Built circa 1895, the Victorian house at 973 Worthington Ridge in Berlin was originally the home of Mary Brandegee. She lived there until her death in 1909. Before the house was built, the property had once been owned by John Brandegee (died 1858) who ran the family store.
The building at 305 Main Street, at the corner of Peck Street, in Kensington, Berlin is currently home to the Berlin Historical Society. It was built in 1901-1902 as the permanent home of the Kensington Library Society. Founded in 1829, the Library Society had stored its books at various places around town before the building was constructed: first at the Kensington Congregational Church; from 1874 to 1877 at Hart’s Hall; next in a room in the Berlin Savings Bank; and in 1890 back at the church. In 1900, Susan A. Peck was a leader among those seeking to build a permanent home for the library. She convinced her cousin, Henry Hart Peck, to donate the funds for a new building, which was built on land donated by Miss Harriet Hotchkiss and Mrs. Fannie Hotchkiss Jones. The Library Society was incorporated in 1901 in order to receive the donation. The Peck Memorial Library building was dedicated on November 5, 1902. A modern addition to the library was built in 1963. In 1986 the Town of Berlin took over the library, thus making it a public institution. In 1989, the Berlin-Peck Memorial Library moved into a new building at 234 Kensington Road. The former building on Main Street then became the home of the Berlin Historical Society. The building was renamed the King-Peck Memorial in 1994 to honor Ron King, who was active in various civic groups in Berlin.
Built in 1900 for the New York, New Haven & Hartford Railroad, the Berlin train station at 51 Depot Road in the Kensington section of Berlin is considered to be one of the best preserved of Connecticut’s smaller historic railroad depots. Now serving Amtrak’s New Haven-Springfield line, the building has an original rounded walled ticket office in the waiting room. The station had structural renovations in 2005 but is awaiting a thorough restoration.
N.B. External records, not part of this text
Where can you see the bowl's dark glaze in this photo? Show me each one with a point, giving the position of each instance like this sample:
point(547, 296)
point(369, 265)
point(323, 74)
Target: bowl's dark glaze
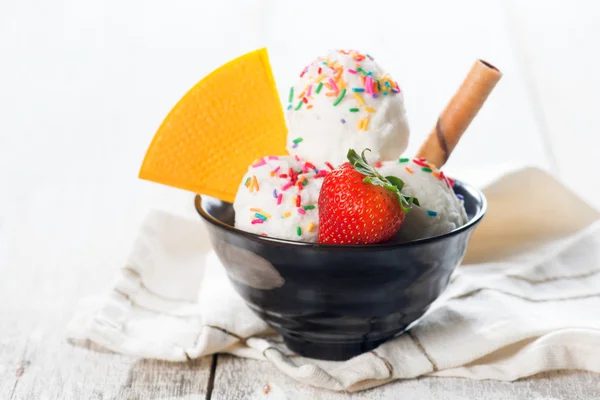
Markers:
point(334, 302)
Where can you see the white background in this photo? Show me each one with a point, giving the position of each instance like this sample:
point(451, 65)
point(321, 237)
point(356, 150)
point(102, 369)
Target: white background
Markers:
point(85, 84)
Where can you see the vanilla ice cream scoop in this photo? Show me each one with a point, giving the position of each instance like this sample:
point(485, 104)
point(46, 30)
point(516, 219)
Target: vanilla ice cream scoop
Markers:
point(346, 100)
point(440, 211)
point(278, 197)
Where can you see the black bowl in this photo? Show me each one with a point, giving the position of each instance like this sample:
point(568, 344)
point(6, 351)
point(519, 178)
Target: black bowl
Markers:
point(333, 302)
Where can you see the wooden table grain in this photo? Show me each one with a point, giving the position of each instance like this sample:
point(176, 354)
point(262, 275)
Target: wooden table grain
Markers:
point(84, 84)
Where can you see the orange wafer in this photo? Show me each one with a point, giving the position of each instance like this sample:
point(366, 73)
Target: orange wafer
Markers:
point(225, 122)
point(459, 113)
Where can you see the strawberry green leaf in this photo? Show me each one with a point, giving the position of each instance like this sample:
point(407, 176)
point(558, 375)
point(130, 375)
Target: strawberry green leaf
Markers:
point(395, 181)
point(373, 177)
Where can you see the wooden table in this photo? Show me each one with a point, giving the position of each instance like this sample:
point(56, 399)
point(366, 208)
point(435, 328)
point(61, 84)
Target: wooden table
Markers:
point(83, 86)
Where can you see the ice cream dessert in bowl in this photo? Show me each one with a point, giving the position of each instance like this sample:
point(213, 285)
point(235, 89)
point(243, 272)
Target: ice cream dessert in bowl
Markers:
point(331, 234)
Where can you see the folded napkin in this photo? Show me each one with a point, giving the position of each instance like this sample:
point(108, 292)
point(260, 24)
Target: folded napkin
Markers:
point(513, 314)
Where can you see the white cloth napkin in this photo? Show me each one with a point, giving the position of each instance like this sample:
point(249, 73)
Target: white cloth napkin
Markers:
point(511, 315)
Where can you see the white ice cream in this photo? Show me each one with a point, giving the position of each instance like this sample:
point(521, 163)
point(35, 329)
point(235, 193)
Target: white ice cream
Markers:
point(441, 211)
point(277, 206)
point(346, 100)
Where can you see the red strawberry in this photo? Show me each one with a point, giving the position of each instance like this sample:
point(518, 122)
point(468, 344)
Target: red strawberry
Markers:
point(359, 206)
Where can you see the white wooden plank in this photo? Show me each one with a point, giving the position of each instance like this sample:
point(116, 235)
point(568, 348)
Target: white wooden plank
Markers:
point(250, 379)
point(60, 252)
point(558, 47)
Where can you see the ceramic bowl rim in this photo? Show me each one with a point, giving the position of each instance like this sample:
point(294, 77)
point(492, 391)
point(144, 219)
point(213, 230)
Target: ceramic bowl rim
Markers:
point(337, 247)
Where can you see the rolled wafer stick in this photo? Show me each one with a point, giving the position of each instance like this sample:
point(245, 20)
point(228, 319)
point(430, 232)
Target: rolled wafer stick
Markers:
point(459, 113)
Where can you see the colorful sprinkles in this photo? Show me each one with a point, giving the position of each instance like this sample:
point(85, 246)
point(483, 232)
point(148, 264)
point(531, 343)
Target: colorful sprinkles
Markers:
point(299, 177)
point(337, 80)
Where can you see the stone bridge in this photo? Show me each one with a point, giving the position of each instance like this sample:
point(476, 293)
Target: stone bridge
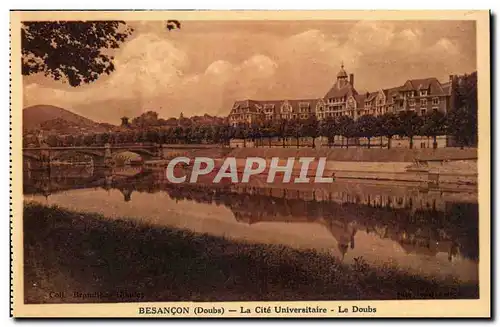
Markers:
point(101, 155)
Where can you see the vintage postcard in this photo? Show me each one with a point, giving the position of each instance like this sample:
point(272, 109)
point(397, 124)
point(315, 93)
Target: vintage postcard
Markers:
point(208, 164)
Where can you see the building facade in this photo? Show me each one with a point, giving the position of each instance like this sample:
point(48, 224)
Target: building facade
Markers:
point(419, 95)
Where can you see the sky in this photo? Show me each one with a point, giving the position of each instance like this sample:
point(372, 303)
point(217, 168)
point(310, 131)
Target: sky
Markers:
point(205, 66)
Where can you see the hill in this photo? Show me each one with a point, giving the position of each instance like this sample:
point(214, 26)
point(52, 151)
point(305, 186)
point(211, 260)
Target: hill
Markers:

The two houses standing next south of the new academy were built by Elishama Brandegee, the father of Dr. Elishama Brandegee. The one nearest the academy, long the home of Dr. Brandegee and his family, was designed for the teacher and was occupied by Ariel Parish. The other, now the parsonage of the Second Congregational Church, strange to relate, was built to be used as a parsonage by the Rev. James McDonald, who was settled here 1835-1837.
At 944 Worthington Ridge in Berlin is the Elijah Loveland Tavern, built c. 1797. It operated as a tavern from 1797 to 1812 and had a ballroom on its north end. The place is described in Catharine Melinda North’s History of Berlin (1916):
The property opposite Galpin’s store, now the home of the Misses Julia, Sarah, and Hattie Roys, daughters of the late Franklin Roys, was long known as the Elijah Loveland place. The house was once used by Mr. Loveland as a hotel. According to George H. Sage, whose history of the “Inns of Berlin” was published in the Berlin News of May 30, 1895, Mr. Loveland received his taverner’s license in 1797, and discontinued the business in 1812. There was a large addition on the north side of the house, with a ballroom on the second floor, which was often a scene of festivity.
When Priest Goodrich was here, there was a revival in his church. It was before the chapel was built, and the extra meetings were held in Loveland’s ballroom. One cold night, when the place was crowded, the air became so close that suddenly every tallow candle went out, and all was in darkness. Mr. Goodrich, who feared that the people would attempt to go down the stairs and be injured, said in a commanding voice: “Keep still!” “Everybody keep still!” The people obeyed him and remained quietly in their seats until fresh air was admitted and the candles were again lighted.
Elijah Loveland died in 1826, at the age of eighty-one. His son George, who inherited the homestead, had five sons and three daughters: William, George, Elijah, John, Henry, Sarah, Lois, and Maria. Henry, who remained at home, remodeled the old house and tore down the north part, that in later days had been used as a tenement.
Mrs. C. B. Root, a tailoress, had for a time a shop in the lower rooms. The ballroom was used in the fifties by the Misses Pease and Stone, as a millinery and dressmaking establishment.
The bar of the tavern was in the south front room and the money was kept in a corner cupboard in the next room back. When this cupboard was removed, Mr. Loveland found beneath it handfuls of sixpences and ninepences, that had slipped through the cracks.
The building is now a private residence.
Located at the corner of Worthington Ride and Sunset Lane in Berlin is a Tudor Revival/Shingle style house built c. 1905-1907 by Charles M. Jarvis, head of the Berlin Iron Bridge Company and a founder of the Berlin Construction Company. The property once included a bowling alley.